1) Le domaine de compétence

Bien qu’il existe des avocats généralistes, sachez qu’un bon avocat doit en premier lieu intervenir dans un domaine précis. En effet, plus il se spécialise dans une discipline, plus il saura maîtriser le cas que vous lui soumettrez. Voilà pourquoi, seule une personne ayant fait des études sur le droit familial est apte à guider deux époux au cours d’un divorce et seule une personne se spécialisant dans le droit rural peut guider un agriculteur pour le partage ou la revente de ses terres agricoles.

2) La capacité d’écoute et de réaction

Avant de vous présenter les démarches à suivre et vous amener vers une solution, votre avocat doit savoir vous écouter. Même s’il a déjà traité des tas de dossiers ressemblant au vôtre, il ne doit pas faire preuve d’impatiente, ni être guindé. Il doit également vous expliquer toutes les démarches juridiques auxquelles vous devrez faire face ainsi que l’ensemble des lois et clauses en rapport à votre cas. Enfin, quelle que soit l’affaire que vous lui soumettrez, il doit tout faire pour vous aider à obtenir gain de cause. Évitez de choisir un avocat qui ne vous inspire pas confiance.

3) La réputation

Un avocat compétent est apprécié de ses clients, de plus, il est craint par ses confrères. Sa réputation se forge grâce aux nombres de cas qu’il remporte et se fait surtout à partir du bouche à oreille. Toutefois, certains maîtres développent plus leurs notoriétés sur internet. C’est le cas de l’avocat Nicolas STOFFEL. Il délivre des conseils avisés aux agriculteurs. En effet, il a suivi de longues études en droit rural. N’hésitez pas à venir le rencontrer dans son cabinet d’étude qui se trouve à Nancy. Il saura vous porter assistance et aide.

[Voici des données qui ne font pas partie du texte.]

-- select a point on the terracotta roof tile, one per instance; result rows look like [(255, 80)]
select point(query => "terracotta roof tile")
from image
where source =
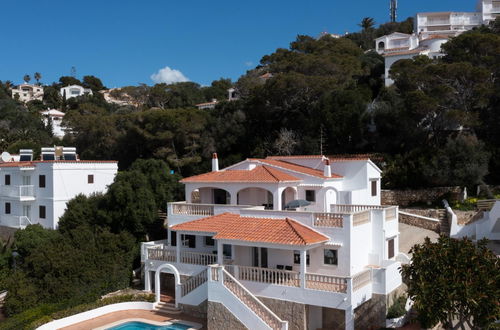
[(264, 230), (258, 174), (297, 168)]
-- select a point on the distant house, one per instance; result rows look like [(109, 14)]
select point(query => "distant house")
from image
[(431, 30), (56, 118), (27, 92), (74, 91)]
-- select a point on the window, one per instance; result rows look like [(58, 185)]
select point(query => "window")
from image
[(330, 257), (173, 238), (188, 241), (374, 187), (310, 195), (41, 212), (390, 248), (41, 181), (296, 257), (209, 241)]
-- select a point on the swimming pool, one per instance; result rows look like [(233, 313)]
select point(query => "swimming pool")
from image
[(137, 325)]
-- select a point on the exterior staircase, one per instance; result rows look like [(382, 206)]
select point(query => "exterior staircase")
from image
[(243, 304), (444, 223), (167, 308)]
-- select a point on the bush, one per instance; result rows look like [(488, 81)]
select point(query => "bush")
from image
[(398, 308)]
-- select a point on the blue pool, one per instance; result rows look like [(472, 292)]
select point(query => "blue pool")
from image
[(135, 325)]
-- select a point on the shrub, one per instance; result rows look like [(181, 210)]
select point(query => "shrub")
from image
[(398, 308)]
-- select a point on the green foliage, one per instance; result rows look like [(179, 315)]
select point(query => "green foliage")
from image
[(454, 280), (397, 309)]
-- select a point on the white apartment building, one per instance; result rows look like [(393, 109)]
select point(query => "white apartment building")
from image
[(36, 191), (55, 117), (431, 30), (74, 91), (27, 92), (292, 242)]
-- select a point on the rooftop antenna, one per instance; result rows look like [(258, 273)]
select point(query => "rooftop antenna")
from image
[(393, 10)]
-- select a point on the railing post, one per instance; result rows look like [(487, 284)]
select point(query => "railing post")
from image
[(303, 256)]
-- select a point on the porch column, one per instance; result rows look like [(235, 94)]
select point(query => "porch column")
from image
[(303, 256), (147, 279), (220, 254), (178, 247)]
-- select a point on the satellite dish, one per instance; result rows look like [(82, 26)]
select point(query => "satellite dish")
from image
[(5, 157)]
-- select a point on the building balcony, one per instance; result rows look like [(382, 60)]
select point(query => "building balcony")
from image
[(23, 193)]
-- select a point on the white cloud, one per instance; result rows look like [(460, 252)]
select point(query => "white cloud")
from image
[(168, 75)]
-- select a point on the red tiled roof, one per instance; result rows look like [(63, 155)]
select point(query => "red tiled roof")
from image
[(265, 230), (34, 162), (258, 174), (297, 168)]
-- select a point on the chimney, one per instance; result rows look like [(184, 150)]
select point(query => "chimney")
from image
[(215, 163), (327, 171)]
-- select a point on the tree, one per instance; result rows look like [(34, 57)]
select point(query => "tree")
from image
[(367, 23), (37, 77), (454, 281)]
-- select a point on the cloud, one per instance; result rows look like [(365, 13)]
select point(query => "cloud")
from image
[(168, 75)]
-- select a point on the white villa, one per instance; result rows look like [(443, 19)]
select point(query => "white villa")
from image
[(74, 91), (240, 249), (431, 30), (27, 92), (36, 191), (55, 117)]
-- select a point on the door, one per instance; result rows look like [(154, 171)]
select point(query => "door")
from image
[(27, 211)]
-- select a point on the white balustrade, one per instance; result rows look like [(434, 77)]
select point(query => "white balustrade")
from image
[(326, 283), (267, 275)]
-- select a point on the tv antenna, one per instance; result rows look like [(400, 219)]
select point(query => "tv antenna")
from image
[(393, 10)]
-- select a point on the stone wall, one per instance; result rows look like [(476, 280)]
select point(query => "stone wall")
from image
[(419, 222), (292, 312), (333, 319), (371, 314), (428, 196), (199, 311), (220, 318)]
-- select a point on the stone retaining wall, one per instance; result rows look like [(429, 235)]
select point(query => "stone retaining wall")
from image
[(419, 222), (292, 312), (408, 197), (219, 317)]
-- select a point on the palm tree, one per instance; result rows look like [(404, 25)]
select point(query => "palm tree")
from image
[(37, 77), (367, 23)]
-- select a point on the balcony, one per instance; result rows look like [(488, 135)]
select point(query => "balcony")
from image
[(23, 193)]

Les autres caractéristiques à prendre en compte pour le choix d’un avocat

– La proximité

Jusqu’à ce que le juge décide de prononcer sa sentence sur votre cas, vous serez amené à côtoyer votre avocat assez souvent. Voilà pourquoi, pour vous éviter toutes dépenses supplémentaires, le plus judicieux est d’en contacter un se trouvant à proximité de chez vous.

– La disponibilité

À cause de l’anxiété ou tout simplement pour avoir l’esprit tranquille, certaines personnes ressentent le besoin de parler et de discuter tout le temps avec leur avocat. Or, certains maîtres ne sont pas disponibles tout le temps et préfèrent simplement envoyer leur compte rendu par mail ou par sms. Voilà pourquoi, pour éviter tout conflit ultérieur, n’oubliez pas de vous renseigner auprès de votre avocat sur sa disponibilité et ses méthodes de travail.

Comment calculer les honoraires de l’avocat ?

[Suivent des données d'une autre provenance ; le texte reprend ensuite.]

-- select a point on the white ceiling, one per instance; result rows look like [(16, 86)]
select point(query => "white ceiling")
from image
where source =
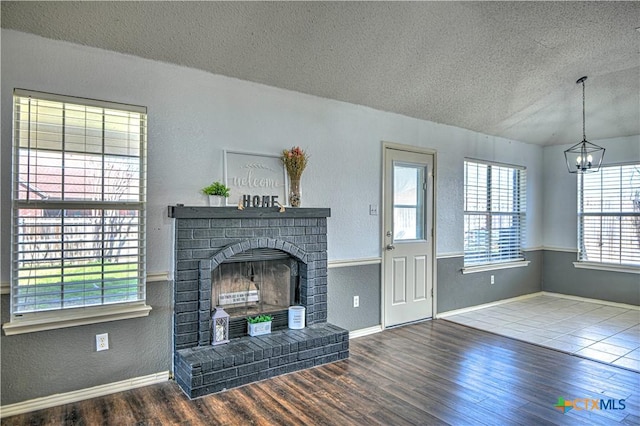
[(501, 68)]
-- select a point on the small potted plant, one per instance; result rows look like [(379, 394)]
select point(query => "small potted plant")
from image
[(217, 192), (259, 325)]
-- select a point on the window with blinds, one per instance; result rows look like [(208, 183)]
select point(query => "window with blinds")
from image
[(78, 203), (609, 215), (494, 213)]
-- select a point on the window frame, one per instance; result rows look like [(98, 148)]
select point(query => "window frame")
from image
[(583, 261), (38, 319), (517, 212)]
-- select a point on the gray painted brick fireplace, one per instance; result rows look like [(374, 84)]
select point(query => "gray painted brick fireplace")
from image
[(206, 237)]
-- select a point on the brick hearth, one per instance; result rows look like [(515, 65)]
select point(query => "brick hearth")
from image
[(207, 236)]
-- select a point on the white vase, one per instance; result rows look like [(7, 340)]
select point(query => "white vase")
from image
[(216, 201)]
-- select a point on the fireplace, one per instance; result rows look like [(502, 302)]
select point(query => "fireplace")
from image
[(254, 282), (256, 260)]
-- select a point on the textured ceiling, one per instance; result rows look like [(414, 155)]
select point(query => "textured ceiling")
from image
[(501, 68)]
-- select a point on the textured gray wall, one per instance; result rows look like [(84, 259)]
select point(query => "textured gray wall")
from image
[(457, 290), (64, 360), (560, 276), (346, 282)]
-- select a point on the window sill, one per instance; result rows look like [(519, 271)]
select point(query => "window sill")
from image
[(607, 267), (495, 266), (31, 323)]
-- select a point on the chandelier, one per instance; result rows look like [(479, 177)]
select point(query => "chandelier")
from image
[(584, 157)]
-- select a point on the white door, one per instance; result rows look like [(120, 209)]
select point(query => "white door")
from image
[(407, 236)]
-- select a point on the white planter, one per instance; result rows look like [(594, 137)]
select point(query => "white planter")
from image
[(259, 328), (216, 201)]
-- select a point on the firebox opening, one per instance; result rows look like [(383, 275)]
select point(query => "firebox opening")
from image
[(253, 283)]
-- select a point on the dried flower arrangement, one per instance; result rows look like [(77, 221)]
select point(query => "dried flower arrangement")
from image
[(295, 160)]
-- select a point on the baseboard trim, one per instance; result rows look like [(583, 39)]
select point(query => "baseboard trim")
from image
[(353, 262), (486, 305), (586, 299), (82, 394), (365, 332)]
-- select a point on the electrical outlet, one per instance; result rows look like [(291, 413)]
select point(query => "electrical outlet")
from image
[(102, 342)]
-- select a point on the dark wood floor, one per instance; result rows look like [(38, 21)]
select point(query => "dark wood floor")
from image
[(431, 373)]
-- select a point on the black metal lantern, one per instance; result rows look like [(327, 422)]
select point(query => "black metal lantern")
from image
[(584, 157), (219, 327)]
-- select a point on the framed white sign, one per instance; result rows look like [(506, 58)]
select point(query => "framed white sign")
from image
[(254, 177)]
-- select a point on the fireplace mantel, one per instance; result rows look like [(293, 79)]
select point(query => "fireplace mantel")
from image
[(196, 212)]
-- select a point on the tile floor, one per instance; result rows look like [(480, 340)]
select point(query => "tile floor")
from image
[(592, 330)]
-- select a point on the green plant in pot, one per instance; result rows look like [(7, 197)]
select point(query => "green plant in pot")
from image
[(258, 325), (217, 192)]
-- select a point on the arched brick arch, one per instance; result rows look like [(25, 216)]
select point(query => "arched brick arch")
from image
[(258, 243)]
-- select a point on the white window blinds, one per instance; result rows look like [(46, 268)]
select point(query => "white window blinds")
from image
[(494, 213), (78, 203), (609, 215)]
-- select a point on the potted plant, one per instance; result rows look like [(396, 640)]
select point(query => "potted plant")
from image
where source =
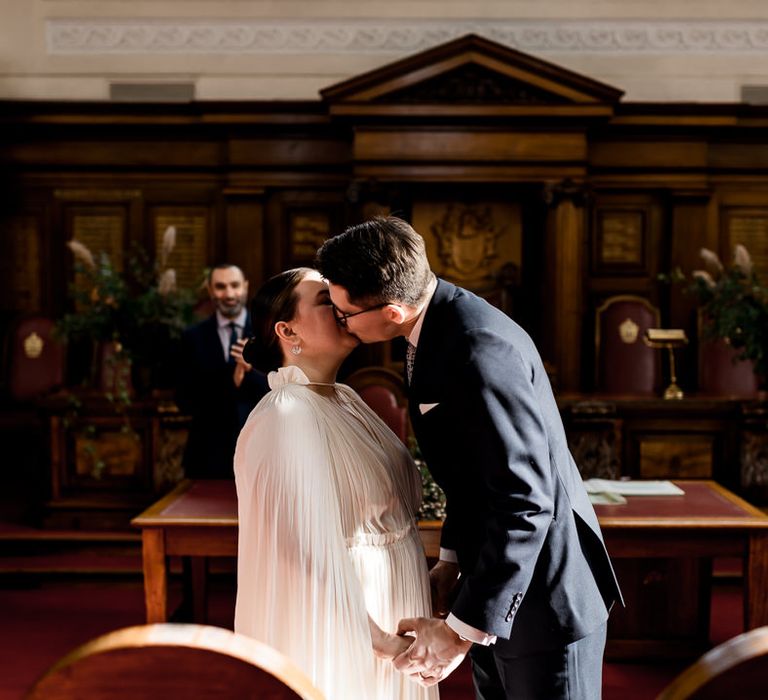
[(734, 307), (132, 318)]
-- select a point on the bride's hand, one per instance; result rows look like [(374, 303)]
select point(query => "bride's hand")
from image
[(388, 646)]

En principe, le tarif des prestations des avocats est totalement libre et n’est pas défini par l’État. Ainsi, chacun définit ses propres tarifs en fonction de son volume horaire. En général, si vous souhaitez consulter un avocat et que vous allez dans son cabinet, prévoyez un budget compris entre 50 et 150 euros. De plus, une fois que vous avez décidé de confier votre cas à un cabinet, le tarif est alors comptabilisé par heure à laquelle s’ajoute le prix du déplacement.

Enfin, sachez qu’un avocat compétent et expérimenté, vous fera part de ses honoraires dès le premier rendez-vous afin que vous puissiez prévoir le budget final.